Фантастика 1973-1974 - Биленкин Дмитрий Александрович 48 стр.


В этом своеобразие фантастики.

О характере ее влияния хорошо сказал Лев Успенский: “Как передать всю силу воздействия, оказанного Уэллсом на мое формирование как человека; наверное, не одно мое?

Порой я думаю: в Аду двух мировых войн, в Чистилище великих социальных битв нашего века, в двусмысленном Раю его научного и технического прогресса, иной раз напоминающего катастрофу, многие из нас… задохнулись бы, растерялись, сошли бы с рельсов, если бы не этот Поводырь по непредставимому.

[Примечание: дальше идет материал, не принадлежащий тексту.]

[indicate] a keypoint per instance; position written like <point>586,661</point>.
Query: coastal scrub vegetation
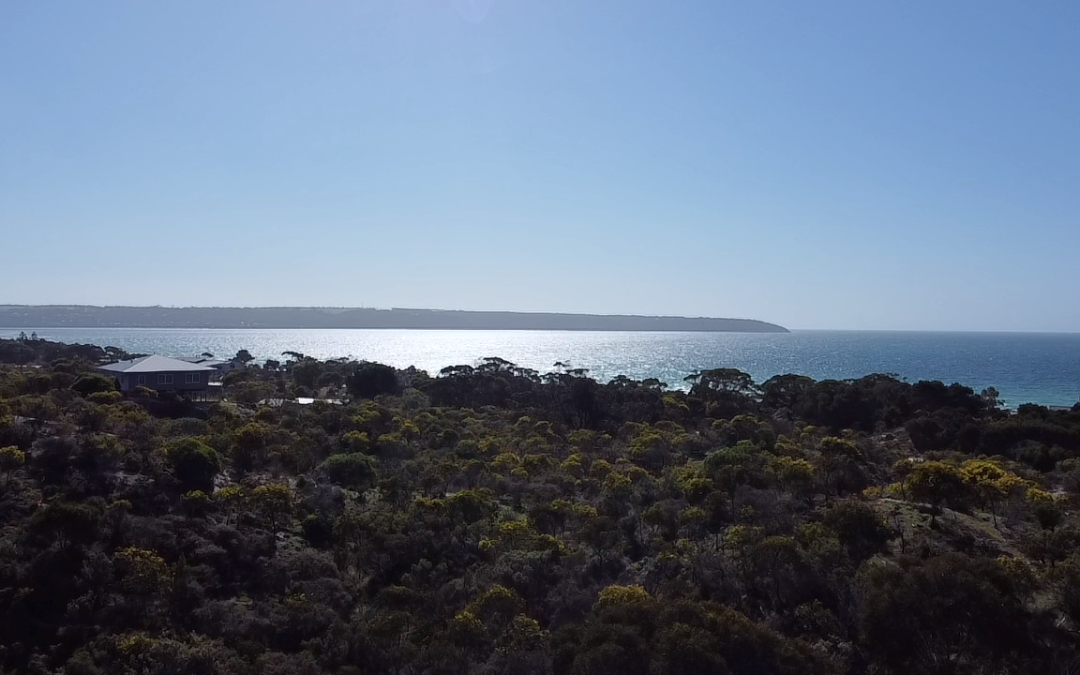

…Он не объяснял наш мир - он приготовил нас к его невообразимости. Его Кейворы и Гриффины расчищали далеко впереди путь в наше сознание самым сумасшедшим гипотезам Планка и Бора, Дирака и Гейзенберга.

Его Спящий уже в десятых годах заставил нас сделать выбор: за “людей в черном и синем” против Острога и его цветных карателей… Его алой и морлоки раскрыли нам бездну, зияющую в конце этого пути человечества, и доктор Моро предупредил о том, что будет происходить в отлично оборудованных медицинских “ревирах” Бухенвальда и Дахау.

Что спорить: о том же во всеоружии точных данных науки об обществе говорили нам иные, в сто раз более авторитетные учителя. Но они обращались прежде всего к нашему Разуму, а он… приходил к нам как Художник. Именно поэтому он и смог стать Вергилием для многих смущенных дантиков того огромного Ада, который назывался “началом века”.

Средства фантастики, читаемой и потому массовой, годятся как для расчистки, так и для минирования фарватеров сознания. Это тем более важно помнить, что представления о будущем влияют на ход событий, которые это будущее формируют.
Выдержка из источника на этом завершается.